The London market remained in negative territory amid investor concern that weak economic data from China could lead to slower global growth.
The FTSE 100 Index was 32.1 points lower at 6198.9, as two manufacturing surveys pointed to lacklustre activity from the Far East nation, while the falling oil price also kept commodity stocks under pressure.
The private Caixin/Markit survey showed China’s factory activity fell to 49.2 last month, down from 49.4 in April, while the official index by the Chinese Federation of Logistics & Purchasing was more optimistic at 50.1 for May. A reading above 50 indicates expansion.

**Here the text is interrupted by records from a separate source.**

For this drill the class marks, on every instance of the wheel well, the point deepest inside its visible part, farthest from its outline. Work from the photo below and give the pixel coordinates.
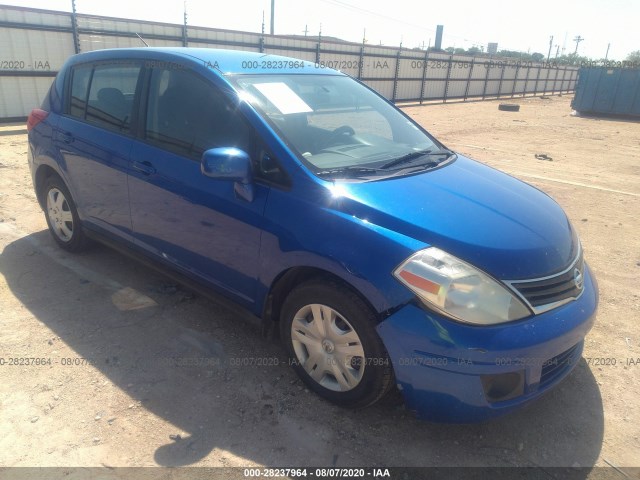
(44, 172)
(286, 282)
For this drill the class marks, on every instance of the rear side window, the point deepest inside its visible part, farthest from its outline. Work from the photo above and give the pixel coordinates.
(188, 115)
(104, 94)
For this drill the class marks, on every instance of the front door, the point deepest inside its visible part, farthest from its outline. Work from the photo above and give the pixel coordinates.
(179, 215)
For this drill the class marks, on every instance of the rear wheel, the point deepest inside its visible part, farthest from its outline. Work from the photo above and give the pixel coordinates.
(62, 216)
(329, 334)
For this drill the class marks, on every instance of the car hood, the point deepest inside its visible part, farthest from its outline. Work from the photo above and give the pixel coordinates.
(506, 227)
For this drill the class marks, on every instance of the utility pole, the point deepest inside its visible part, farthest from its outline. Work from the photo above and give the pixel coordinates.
(273, 12)
(577, 39)
(185, 35)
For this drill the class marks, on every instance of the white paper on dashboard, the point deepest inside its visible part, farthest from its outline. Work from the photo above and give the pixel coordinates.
(284, 99)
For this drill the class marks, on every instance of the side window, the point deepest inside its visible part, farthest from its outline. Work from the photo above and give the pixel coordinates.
(80, 78)
(111, 96)
(187, 115)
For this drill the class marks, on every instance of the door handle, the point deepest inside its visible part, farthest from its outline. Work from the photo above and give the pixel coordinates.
(67, 137)
(146, 168)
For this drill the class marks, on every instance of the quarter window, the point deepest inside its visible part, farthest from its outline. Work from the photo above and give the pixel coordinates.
(81, 77)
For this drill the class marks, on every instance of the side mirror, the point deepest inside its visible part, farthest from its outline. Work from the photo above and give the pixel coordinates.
(231, 164)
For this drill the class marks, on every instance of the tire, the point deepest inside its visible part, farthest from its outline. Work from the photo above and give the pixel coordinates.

Mining giant Anglo American was down more than 3%, while Glencore was nearly 3% lower, as investors feared lower manufacturing output in China could lead to a weaker demand for commodities.

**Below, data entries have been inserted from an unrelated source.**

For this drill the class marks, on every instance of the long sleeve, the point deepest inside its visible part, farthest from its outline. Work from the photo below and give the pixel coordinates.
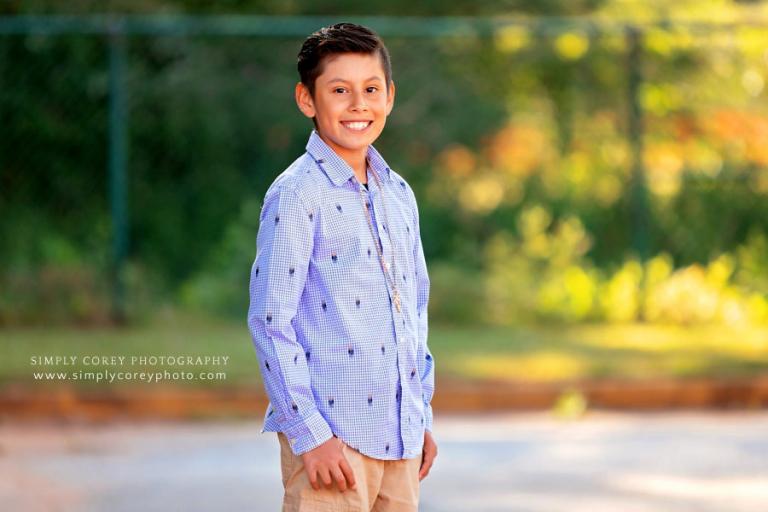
(422, 302)
(278, 276)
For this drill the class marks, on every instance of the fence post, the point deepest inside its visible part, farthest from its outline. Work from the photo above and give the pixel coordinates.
(638, 190)
(118, 156)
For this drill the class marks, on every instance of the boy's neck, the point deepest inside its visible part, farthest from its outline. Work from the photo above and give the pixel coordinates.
(359, 165)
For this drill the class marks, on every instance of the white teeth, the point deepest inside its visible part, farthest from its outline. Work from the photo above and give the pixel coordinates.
(359, 126)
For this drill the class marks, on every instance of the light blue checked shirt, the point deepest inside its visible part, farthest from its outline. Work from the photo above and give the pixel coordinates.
(336, 356)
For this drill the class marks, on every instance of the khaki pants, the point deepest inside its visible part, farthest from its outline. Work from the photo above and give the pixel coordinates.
(380, 485)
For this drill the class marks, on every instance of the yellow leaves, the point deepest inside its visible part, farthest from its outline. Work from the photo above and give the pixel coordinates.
(664, 166)
(512, 38)
(620, 298)
(542, 366)
(481, 195)
(666, 41)
(752, 81)
(571, 46)
(660, 99)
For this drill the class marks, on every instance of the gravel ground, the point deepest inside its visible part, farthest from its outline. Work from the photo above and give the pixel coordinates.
(628, 462)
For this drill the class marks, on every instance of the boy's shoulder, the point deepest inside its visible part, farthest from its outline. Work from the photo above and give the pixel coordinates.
(297, 179)
(404, 187)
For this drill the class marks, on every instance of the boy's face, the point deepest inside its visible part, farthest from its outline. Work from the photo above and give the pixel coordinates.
(350, 104)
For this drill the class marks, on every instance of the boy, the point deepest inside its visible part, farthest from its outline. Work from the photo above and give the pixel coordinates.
(339, 292)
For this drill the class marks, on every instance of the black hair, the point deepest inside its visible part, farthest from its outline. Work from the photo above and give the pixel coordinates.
(337, 39)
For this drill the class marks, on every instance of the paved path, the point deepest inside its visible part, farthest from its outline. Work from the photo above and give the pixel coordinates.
(523, 462)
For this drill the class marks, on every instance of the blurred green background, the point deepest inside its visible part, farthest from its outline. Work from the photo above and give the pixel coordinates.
(592, 177)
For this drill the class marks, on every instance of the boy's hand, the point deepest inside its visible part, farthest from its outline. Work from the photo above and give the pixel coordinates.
(328, 461)
(430, 452)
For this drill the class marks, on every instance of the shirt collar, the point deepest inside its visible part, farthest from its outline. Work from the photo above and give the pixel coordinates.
(335, 167)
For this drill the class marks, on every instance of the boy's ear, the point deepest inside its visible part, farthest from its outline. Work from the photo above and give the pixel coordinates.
(304, 100)
(391, 97)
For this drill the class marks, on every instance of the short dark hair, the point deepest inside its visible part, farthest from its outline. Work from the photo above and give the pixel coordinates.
(337, 39)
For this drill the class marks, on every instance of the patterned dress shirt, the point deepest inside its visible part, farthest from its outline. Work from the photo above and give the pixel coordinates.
(336, 356)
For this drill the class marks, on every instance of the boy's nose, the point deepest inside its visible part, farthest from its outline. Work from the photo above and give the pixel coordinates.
(358, 103)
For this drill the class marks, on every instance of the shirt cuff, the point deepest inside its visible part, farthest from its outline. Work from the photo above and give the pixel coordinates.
(428, 417)
(308, 433)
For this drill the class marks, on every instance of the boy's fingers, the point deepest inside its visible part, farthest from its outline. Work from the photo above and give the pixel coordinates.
(348, 473)
(313, 480)
(325, 475)
(340, 481)
(424, 471)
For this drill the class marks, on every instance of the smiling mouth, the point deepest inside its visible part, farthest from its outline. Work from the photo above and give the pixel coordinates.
(356, 126)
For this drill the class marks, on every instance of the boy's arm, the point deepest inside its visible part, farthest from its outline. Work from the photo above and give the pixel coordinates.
(422, 301)
(285, 241)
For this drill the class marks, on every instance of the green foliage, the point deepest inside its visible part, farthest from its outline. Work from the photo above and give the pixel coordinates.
(515, 141)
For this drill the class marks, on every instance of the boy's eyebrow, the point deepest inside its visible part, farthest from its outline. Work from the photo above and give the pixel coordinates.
(347, 81)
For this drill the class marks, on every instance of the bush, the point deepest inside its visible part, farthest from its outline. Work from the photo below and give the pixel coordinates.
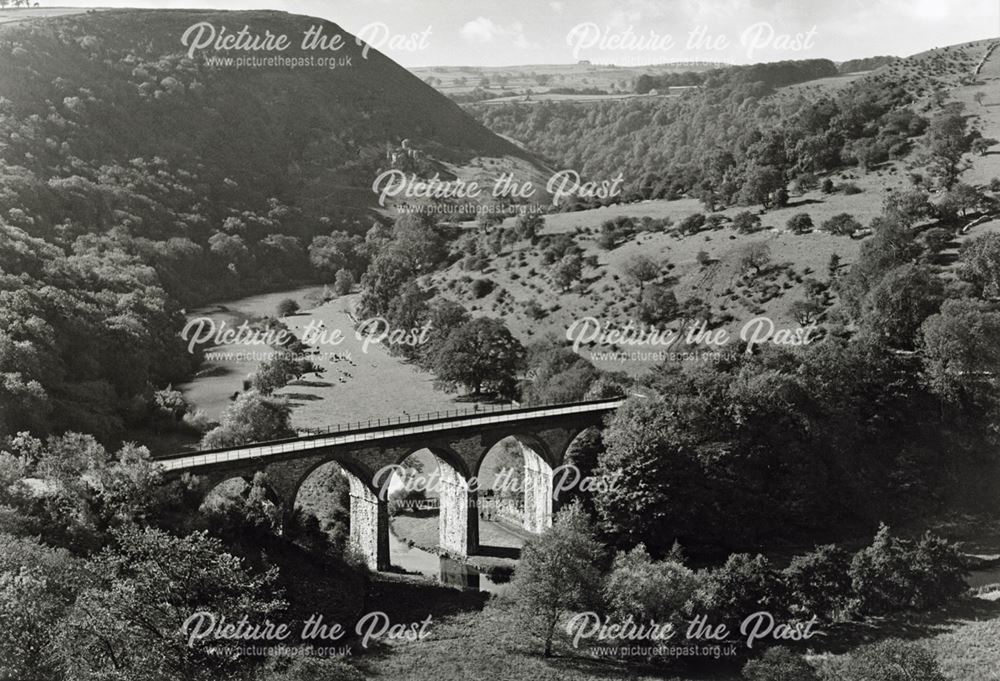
(534, 310)
(312, 669)
(842, 224)
(800, 224)
(481, 287)
(692, 224)
(892, 660)
(661, 591)
(894, 574)
(746, 223)
(819, 583)
(287, 307)
(343, 282)
(744, 585)
(779, 664)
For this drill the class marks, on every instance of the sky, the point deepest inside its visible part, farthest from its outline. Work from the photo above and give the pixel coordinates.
(632, 32)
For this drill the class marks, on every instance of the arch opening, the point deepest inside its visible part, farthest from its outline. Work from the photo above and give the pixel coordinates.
(333, 500)
(432, 502)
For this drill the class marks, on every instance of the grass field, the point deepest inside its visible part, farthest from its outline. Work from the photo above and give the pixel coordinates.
(354, 384)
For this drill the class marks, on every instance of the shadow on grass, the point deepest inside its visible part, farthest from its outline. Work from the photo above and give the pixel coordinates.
(301, 397)
(311, 384)
(408, 599)
(842, 637)
(499, 551)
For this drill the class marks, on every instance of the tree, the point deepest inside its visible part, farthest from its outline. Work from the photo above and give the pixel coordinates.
(981, 145)
(417, 238)
(805, 311)
(557, 573)
(842, 224)
(959, 200)
(908, 206)
(754, 257)
(658, 305)
(557, 374)
(947, 141)
(896, 307)
(960, 352)
(818, 582)
(277, 371)
(892, 660)
(343, 282)
(762, 182)
(980, 259)
(339, 250)
(746, 222)
(779, 664)
(251, 418)
(742, 586)
(130, 624)
(287, 307)
(800, 223)
(480, 353)
(639, 269)
(528, 225)
(387, 275)
(659, 591)
(568, 270)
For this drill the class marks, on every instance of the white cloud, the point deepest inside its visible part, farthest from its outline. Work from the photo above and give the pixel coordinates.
(486, 31)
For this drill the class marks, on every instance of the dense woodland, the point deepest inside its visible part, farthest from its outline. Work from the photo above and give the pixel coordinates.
(734, 134)
(136, 183)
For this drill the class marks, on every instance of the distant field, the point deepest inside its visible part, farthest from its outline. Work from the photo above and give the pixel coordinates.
(353, 385)
(9, 16)
(514, 81)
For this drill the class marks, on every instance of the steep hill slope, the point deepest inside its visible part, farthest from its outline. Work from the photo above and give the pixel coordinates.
(87, 93)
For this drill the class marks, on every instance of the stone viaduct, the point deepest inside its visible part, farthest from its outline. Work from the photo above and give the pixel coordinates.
(459, 442)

Brent crude was 1% or 51 cents lower to 49.38 US dollars a barrel, with oil major BP falling close to 1%.
Sterling fell 0.1% to 1.446 against the dollar, as it continued to be impacted by Tuesday’s ICM EU referendum poll, which put the Leave camp in front, showing 45% favoured leaving the EU, while 42% said they wanted to remain.
The pound also fell against the euro at 1.297.

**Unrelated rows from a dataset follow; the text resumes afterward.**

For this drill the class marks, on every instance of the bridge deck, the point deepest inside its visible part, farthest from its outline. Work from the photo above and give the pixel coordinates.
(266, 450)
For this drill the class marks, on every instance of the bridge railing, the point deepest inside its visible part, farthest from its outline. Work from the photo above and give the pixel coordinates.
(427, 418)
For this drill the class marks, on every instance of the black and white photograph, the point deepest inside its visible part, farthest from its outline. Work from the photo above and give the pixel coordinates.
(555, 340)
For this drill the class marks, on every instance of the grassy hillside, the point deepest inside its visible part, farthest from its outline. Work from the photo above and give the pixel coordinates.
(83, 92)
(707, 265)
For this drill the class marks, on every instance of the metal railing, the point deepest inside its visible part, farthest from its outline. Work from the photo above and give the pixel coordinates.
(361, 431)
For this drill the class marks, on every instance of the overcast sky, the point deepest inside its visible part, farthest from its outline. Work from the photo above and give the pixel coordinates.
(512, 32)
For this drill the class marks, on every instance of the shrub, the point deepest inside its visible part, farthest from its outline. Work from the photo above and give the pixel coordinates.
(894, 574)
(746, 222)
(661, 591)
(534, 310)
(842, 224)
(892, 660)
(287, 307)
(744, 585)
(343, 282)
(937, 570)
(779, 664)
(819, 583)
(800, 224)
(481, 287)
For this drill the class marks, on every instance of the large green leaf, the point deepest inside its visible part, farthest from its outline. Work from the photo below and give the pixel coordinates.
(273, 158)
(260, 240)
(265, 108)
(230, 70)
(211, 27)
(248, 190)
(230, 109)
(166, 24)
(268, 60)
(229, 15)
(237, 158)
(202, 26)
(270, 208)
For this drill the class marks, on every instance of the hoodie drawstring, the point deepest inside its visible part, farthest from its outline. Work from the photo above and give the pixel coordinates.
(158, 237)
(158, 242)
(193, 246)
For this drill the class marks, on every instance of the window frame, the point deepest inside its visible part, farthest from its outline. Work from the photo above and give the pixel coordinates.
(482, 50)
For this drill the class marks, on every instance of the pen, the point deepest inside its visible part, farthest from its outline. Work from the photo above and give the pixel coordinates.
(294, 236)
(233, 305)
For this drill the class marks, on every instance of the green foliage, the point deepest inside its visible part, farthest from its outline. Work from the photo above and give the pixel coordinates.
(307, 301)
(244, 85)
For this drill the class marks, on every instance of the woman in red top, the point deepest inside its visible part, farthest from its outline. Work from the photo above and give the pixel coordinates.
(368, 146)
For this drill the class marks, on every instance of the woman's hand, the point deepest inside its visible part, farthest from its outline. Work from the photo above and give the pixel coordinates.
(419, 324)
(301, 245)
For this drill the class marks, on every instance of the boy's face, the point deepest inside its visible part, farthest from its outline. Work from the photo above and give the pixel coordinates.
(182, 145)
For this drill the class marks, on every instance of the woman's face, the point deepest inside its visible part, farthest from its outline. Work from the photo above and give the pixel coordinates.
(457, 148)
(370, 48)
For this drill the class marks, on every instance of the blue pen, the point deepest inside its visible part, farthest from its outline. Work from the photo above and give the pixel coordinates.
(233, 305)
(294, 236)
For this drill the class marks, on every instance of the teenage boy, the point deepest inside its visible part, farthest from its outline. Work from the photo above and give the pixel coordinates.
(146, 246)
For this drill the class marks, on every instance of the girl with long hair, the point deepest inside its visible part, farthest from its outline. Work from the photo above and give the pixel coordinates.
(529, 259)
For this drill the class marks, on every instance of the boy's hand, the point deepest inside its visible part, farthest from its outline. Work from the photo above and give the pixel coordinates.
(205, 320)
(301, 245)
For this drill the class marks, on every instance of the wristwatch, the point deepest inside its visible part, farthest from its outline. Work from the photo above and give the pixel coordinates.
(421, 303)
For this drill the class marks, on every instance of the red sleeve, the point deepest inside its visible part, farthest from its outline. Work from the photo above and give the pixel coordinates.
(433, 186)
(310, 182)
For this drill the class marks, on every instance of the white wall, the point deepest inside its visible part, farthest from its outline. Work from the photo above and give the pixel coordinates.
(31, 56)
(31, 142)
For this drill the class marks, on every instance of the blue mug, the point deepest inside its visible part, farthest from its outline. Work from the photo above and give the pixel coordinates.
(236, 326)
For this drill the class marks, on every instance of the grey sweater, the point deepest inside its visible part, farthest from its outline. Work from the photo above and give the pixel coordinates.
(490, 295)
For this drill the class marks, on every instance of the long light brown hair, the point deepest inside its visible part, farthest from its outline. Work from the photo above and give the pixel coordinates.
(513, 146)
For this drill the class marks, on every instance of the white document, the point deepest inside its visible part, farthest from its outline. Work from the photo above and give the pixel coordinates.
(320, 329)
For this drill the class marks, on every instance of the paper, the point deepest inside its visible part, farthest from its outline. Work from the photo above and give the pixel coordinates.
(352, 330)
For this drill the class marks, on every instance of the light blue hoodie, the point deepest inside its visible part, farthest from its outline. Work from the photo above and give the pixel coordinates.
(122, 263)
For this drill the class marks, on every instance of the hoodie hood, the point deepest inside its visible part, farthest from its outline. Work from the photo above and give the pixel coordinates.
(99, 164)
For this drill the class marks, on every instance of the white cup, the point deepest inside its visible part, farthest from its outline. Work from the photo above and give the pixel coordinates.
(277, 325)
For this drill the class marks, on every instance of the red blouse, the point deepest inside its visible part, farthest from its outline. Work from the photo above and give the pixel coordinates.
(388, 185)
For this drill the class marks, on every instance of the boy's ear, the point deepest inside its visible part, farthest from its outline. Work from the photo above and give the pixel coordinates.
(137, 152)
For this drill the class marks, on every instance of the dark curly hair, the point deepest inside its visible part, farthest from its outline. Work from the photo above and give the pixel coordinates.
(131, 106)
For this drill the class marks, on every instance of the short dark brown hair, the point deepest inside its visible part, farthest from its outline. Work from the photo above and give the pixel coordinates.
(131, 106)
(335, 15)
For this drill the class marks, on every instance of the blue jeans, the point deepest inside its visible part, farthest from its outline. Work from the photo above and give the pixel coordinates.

Among stocks, Anglo American was down 22.1p to 576p, Antofagasta slipped 15.4p to 413.6p, and Glencore dropped 3.8p to 127.3p.
Plumb Center owner Wolseley was the biggest faller on the top tier as it moved to ramp up restructuring efforts across the UK and Europe after revealing a sharp slowdown in sales growth amid “subdued” trading.
The company said like-for-like revenue growth dropped to 1% in recent weeks, down from 2.8% in its third quarter.
Shares dropped more than 6% or 251p to 3800p.
Housing stocks were under fire after experts warned a Brexit vote could hit Britain’s property market for years as figures revealed a slowdown in annual house price growth last month.
The average price of a UK house edged up 0.2% to £204,368 in May, but year-on-year growth slipped back to 4.7% from 4.9% in April, according to Nationwide Building Society.
Charles Church owner Persimmon fell 54p to 2048p, Taylor Wimpey was 5.3p lower at 200.1p, and Barratt Developments dropped 14.5p to 577.5p.
Away from the top tier, Halfords slumped despite profits nudging up as the retailer’s turnaround continues under chief executive Jill McDonald.
The car parts to bicycles firm said full year pre-tax profit rose 0.5% to £81.5 million after sales at its retail and Autocentre arms saw growth.
Shares in the FTSE 250 company were more than 5% lower or 22.5p to 416.1p.